Why the Czech presidential election is one to watch
The vote, a second-round runoff between hardline anti-migrant President Milos Zeman, and soft-spoken academic Jiri Drahos, comes as other European countries grapple with populist movements and their future within the EU.
"This is a vote between moving towards a more modern outlook, which is represented by Drahos, and for staying with views which are still influenced by our communist past, which is represented by Zeman," said Jiri Pehe, director of New York University in Prague.
"So that's what's at stake here, whether we will manage to make that step beyond the post-communist era, or whether we will remain mentally rooted in it."
The tough-talking 73-year-old Zeman, known for his inflammatory remarks against the EU, immigrants, Islam, the media and urban elites, was Prime Minister from 1998 to 2002 before being elected President in 2013.
Zeman has campaigned for closer ties with Russia and China, appealing to "older people, those from small towns and villages, and those who still show some nostalgia for the former communist regime and are afraid of modern trends and globalization," according to Pehe.
Zeman, an admirer of US President Donald Trump, is also known for his inflammatory style. "He's always been a provocateur," said Pehe, adding "he's probably openly the most anti-immigration and anti-Muslim top politician in Europe."
The Czech Republic is the only EU state to have joined the US in recognizing Jerusalem as Israel's capital, though Hungary did block an EU resolution condemning the American decision last year.
The 68-year-old Jiri Drahos is a chemist and former head of the prestigious Czech Academy of Sciences, who had no experience in professional politics before he decided to run as an independent in these elections.
A centrist, Drahos is pro-EU, pro-NATO, supports the adoption of the euro and sees the Czech Republic's future firmly anchored in the West.
"Drahos is the candidate of the young people who are simply, for lack of a better expression, more modern," said Pehe.
"Zeman tends to be seen as more vulgar, whereas Drahos is more dignified."
The Czech President is a largely ceremonial role, with limited political power.
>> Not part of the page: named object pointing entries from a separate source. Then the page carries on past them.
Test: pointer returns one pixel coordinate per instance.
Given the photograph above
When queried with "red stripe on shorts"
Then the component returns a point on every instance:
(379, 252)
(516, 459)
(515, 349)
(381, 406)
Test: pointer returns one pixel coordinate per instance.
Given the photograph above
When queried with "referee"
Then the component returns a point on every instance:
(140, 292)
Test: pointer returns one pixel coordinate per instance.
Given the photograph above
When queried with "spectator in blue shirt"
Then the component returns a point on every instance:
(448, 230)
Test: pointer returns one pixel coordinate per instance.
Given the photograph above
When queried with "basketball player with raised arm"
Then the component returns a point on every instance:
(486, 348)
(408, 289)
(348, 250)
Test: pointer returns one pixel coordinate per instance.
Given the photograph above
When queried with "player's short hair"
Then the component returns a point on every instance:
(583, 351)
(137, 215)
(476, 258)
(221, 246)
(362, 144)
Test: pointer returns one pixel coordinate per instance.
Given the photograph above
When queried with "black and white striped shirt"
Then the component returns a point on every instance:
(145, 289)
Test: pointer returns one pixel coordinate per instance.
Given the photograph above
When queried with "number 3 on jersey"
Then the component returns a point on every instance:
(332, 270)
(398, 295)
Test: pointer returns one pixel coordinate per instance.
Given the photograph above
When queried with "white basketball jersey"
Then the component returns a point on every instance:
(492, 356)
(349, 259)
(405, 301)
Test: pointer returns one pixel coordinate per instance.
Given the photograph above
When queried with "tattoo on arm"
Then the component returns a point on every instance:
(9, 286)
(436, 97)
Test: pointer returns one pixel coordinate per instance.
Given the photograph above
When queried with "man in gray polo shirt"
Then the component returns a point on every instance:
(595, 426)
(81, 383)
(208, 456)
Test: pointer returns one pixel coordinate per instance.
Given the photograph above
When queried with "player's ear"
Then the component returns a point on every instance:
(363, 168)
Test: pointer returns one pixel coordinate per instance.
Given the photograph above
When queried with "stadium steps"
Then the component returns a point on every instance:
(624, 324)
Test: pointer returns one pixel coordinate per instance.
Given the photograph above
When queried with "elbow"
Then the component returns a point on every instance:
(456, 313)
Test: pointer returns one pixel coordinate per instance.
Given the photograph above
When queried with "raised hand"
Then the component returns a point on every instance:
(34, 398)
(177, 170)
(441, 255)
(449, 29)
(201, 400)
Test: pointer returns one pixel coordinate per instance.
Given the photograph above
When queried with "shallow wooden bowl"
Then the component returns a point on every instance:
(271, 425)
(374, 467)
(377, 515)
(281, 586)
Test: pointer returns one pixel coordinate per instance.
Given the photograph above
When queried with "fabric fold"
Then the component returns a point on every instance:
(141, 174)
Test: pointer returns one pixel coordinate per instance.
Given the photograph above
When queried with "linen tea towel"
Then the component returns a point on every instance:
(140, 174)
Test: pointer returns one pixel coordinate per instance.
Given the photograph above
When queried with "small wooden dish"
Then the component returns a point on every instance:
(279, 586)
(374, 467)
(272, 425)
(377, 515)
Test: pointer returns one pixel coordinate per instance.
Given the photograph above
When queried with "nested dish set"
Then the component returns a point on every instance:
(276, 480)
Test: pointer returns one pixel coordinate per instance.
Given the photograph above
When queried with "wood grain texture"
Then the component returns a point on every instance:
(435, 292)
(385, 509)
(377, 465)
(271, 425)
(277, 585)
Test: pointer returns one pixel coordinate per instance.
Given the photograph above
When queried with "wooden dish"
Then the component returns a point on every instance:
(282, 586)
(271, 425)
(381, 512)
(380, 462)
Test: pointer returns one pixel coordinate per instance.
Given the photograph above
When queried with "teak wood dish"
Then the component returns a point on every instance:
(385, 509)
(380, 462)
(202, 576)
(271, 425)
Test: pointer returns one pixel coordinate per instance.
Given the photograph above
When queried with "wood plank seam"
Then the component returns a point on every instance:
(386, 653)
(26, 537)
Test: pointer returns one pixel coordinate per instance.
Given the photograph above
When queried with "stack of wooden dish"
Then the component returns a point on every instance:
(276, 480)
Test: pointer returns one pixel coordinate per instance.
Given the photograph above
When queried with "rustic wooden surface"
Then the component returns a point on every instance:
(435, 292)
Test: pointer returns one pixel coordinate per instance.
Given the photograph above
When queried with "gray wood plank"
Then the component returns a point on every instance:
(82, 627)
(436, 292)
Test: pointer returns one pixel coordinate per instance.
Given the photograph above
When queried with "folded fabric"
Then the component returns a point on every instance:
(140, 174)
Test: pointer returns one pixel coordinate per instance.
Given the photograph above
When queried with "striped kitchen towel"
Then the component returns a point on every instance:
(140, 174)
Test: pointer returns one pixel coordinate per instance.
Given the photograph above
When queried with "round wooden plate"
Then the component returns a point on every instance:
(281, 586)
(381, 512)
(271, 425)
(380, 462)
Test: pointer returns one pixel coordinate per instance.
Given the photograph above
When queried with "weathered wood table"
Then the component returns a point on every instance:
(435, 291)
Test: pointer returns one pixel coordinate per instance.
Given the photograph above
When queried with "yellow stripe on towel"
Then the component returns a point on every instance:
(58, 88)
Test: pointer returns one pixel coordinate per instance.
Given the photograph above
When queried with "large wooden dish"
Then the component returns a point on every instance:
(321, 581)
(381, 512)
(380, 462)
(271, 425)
Instead, the President's influence lies in appointing the government and Prime Minister.
The current Prime Minister, billionaire businessman Andrej Babis, is a firm ally of Zeman. Babis' populist Ano party won the parliamentary election in October.
Last week Babis' minority government resigned after losing a vote of confidence following allegations he had been defrauding the EU, which he denies.
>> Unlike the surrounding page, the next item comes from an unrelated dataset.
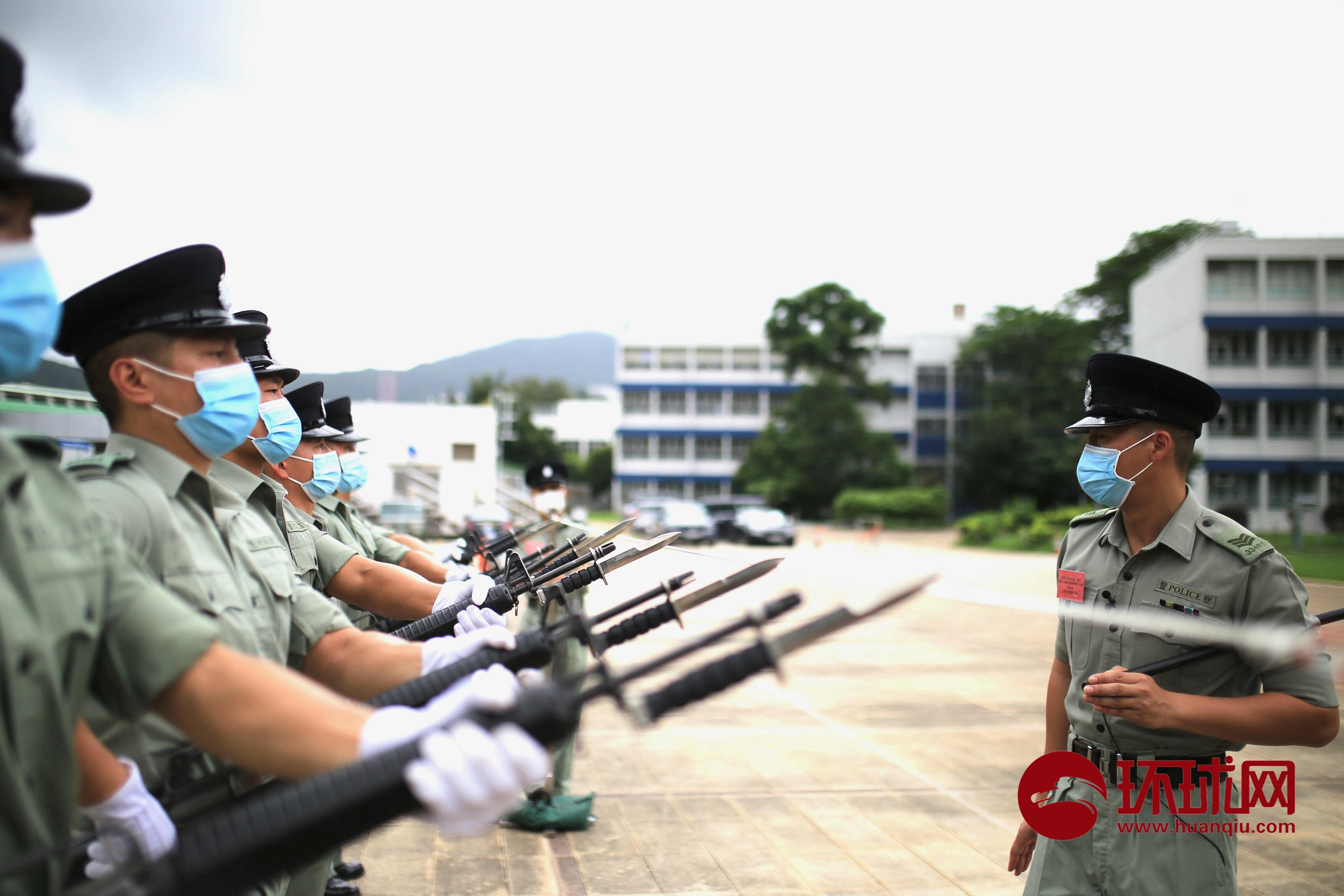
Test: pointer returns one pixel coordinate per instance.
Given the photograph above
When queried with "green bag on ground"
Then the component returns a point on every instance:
(543, 812)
For now, the party continues as acting administrators of governmental affairs. Babis' future largely depends on he next President.
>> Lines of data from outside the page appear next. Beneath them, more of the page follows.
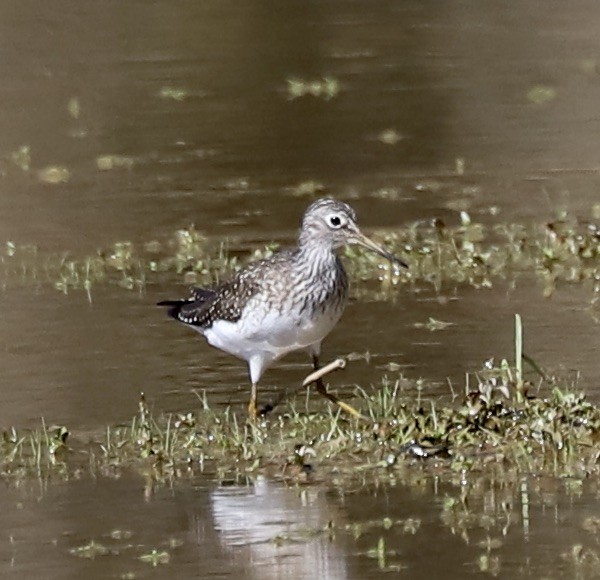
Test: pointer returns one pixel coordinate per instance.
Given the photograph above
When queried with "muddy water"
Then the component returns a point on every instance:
(510, 92)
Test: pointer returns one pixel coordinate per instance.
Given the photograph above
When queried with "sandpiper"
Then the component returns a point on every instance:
(287, 302)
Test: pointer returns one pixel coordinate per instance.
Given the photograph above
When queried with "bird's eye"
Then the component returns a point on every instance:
(335, 221)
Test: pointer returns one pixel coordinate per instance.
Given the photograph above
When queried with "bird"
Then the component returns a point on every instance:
(289, 301)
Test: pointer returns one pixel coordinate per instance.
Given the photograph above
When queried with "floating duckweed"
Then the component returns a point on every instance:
(174, 93)
(90, 551)
(156, 557)
(108, 162)
(326, 88)
(389, 137)
(540, 94)
(54, 174)
(22, 157)
(74, 107)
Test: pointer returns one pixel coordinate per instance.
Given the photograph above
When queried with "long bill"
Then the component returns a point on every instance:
(359, 238)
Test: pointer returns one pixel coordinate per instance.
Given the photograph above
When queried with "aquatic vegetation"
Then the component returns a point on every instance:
(442, 257)
(501, 423)
(326, 88)
(54, 174)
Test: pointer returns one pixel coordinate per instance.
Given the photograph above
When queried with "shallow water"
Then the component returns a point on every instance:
(510, 93)
(529, 528)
"Zeman is an ally of Babis who has said he would appoint him as Prime Minister again," said Pehe. "Whereas Drahos has said he's not going to appoint a criminally prosecuted Prime Minister."
In the first round of voting earlier this month, Zeman polled at 38.6%, ahead of Jiri Drahos on 26.6%.
The four other top candidates -- who accounted for 32.5% of the vote -- are now urging voters to back Drahos, so the final outcome is likely to be tight.
"It's not certain Zeman will be reelected because the views of Czech society is really split 50-50," said Pehe.
"So I think a lot of it will depend on the turnout, and whether those voters of other candidates in the first round will now back Drahos."